I am using this part as a resistor divider selector (see below).

The issue I am facing with is, when the supply of this IC is greater than 2.8V, the voltage that appears at Pin A when S = 0 and S = 1, is correct (based on resistor divider calculation).

However, when the supply of this IC drops below 2.8V, the voltage appearing at Pin A is not correct anymore.

Disconnecting either B1 or B2 from the resistor divider network will make the error goes away, and this leads me to think that below supply voltage of 2.8V, the resistance between B1 and B2 becomes

small enough to affect the overall resistance of the resistor in the center of the divider network. Is there any know issue using this part with B1 and B2 connecting to different part of the resistor divider network?

Any more suitable part to perform this function?

Thanks,

Alex.

  • 0
    TI__Expert 3900 points

    Hi Alex,

    You are correct, the On resistance does increase when the supply voltage decreases. You can see this shown in the datasheet spec table for Ron across the signal range.

    When Supply voltage drops below 2.3V you can see the Ron increase up to 140Ω at 1.65V supply.

    How much this impacts your signal depends on the sizing of your resistors as well. Why is your supply voltage fluctuating so much?

  • 0 in reply to Dakotah
    Prodigy 135 points

    Hi Dakotah,

    Thanks for your reply.

    I am not referring to the ON (channel) resistance, and the voltage I mentioned is 2.8V, which is greater than 2.3V.

    I am interested in the resistance between B1 and B2, not B1 (or B2) to A.

    The channel resistance will not affect my voltage divider reading because I am connecting Pin A to a high impedance load.

    Thanks,

    Alex.

  • 0 in reply to Alex Looi
    TI__Expert 3900 points

    HI Alex,

    Thanks for the additional details about the high impedance load. 

    There is no known issues with the input channels have an impact resistance as mentioned. 

    Can you please provide scope shots with the input and output signals to better allow us to understand the exact error you are facing?

  • 0 in reply to Dakotah
    Prodigy 135 points

    Hi Dakotah,

    Thanks for your reply again.

    I have no scope data at the moment. I will try to capture some waveform.

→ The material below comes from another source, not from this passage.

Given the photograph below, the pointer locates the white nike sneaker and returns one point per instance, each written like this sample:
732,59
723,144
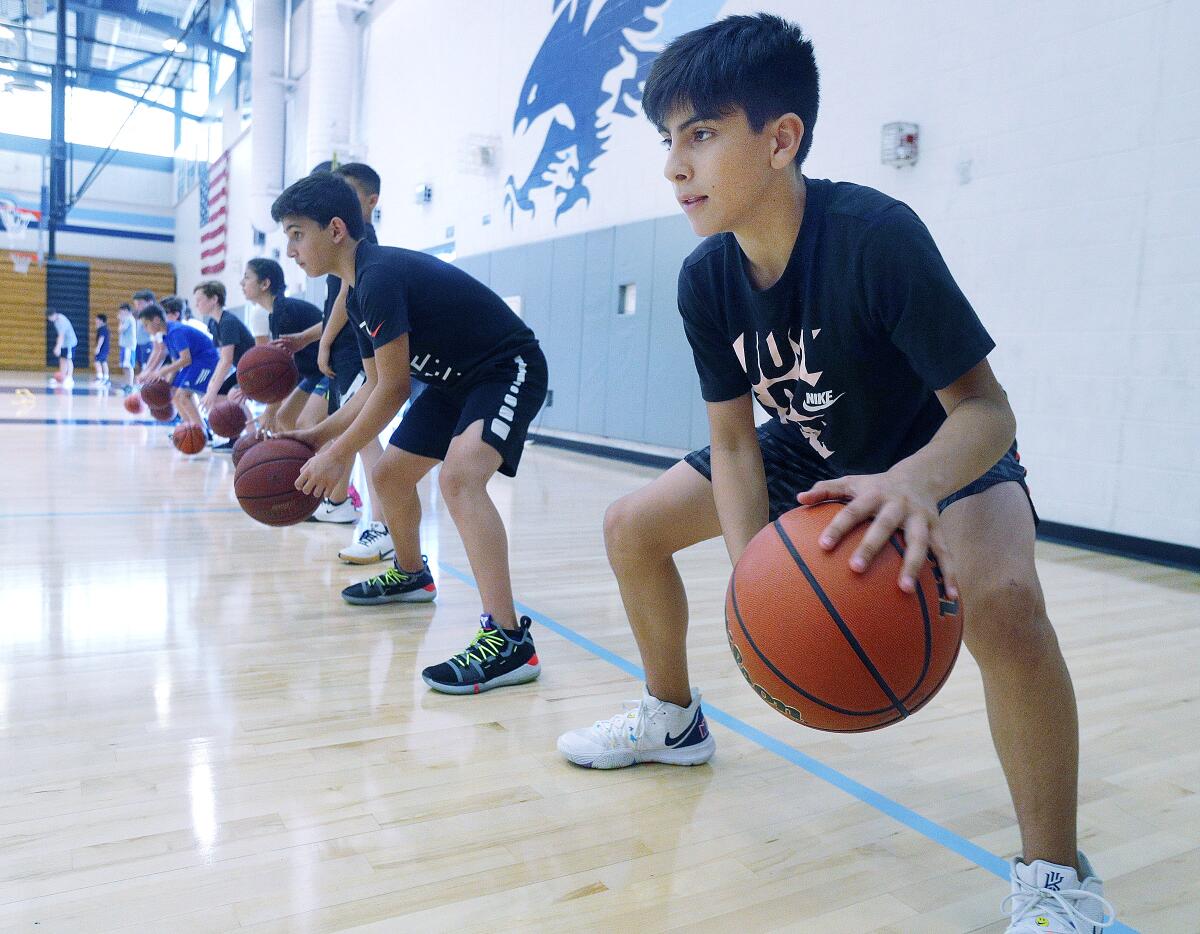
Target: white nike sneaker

    Some additional info that might help.

    All 3 resistors are 100K. Which means voltage at B2 is 1.67V, and voltage at B1 is 3.33V..

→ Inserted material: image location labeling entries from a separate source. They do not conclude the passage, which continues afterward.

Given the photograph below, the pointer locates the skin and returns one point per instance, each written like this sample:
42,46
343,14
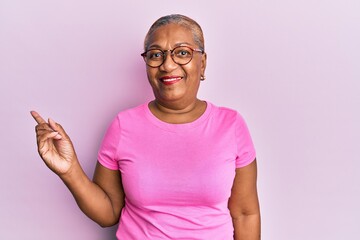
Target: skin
102,198
177,103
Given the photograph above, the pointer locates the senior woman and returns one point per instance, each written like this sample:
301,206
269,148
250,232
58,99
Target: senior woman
176,167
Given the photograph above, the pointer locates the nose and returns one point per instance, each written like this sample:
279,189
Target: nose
168,64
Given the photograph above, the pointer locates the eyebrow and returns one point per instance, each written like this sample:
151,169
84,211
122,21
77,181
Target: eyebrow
155,46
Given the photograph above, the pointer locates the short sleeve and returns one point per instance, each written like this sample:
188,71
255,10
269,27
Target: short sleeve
245,147
109,146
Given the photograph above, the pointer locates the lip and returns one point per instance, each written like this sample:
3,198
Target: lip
170,80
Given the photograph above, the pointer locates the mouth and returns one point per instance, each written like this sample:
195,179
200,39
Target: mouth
169,80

    The input S is tied to ground.

    I tested the circuit at 3.3V supply to the IC, the voltage at Pin A is correct at 1.67V..

    However, when I test the circuit at 2.8V supply, the voltage at Pin A is 1.8V.

    ( I did not check the voltage at B2. I will check it when I got the chance, but I believe it should also be at 1.8V).

    This leads me to think that there is a resistance between B1 and B2 that, when put in parallel with the middle resistor, cause the overall voltage divider resistance to be reduced, and therefore increasing the voltage at B2 (and also Pin A).

  • 0 in reply to Alex Looi
    Guru 283620 points

    The recommended operating conditions do not allow the voltage at B1 to exceed VCC. (A current will flow from the pin through the ESD protection diode into VCC.)

  • 0 in reply to Clemens Ladisch
    Prodigy 135 points

    My apology. I was trying to simplify my explanation. The resistors value are in such a way that the voltage appear at B1 and B2 will not be more than 2.0V.

    I was trying to say that the voltage appearing at A is not what the resistor divider value is set to. Thanks.

  • 0 in reply to Alex Looi
    TI__Expert 3900 points

    Hi Alex,

    Can you please provide the schematic drawing again with the actual resistor values included? As well as scope shots with the all the inputs and outputs being probed.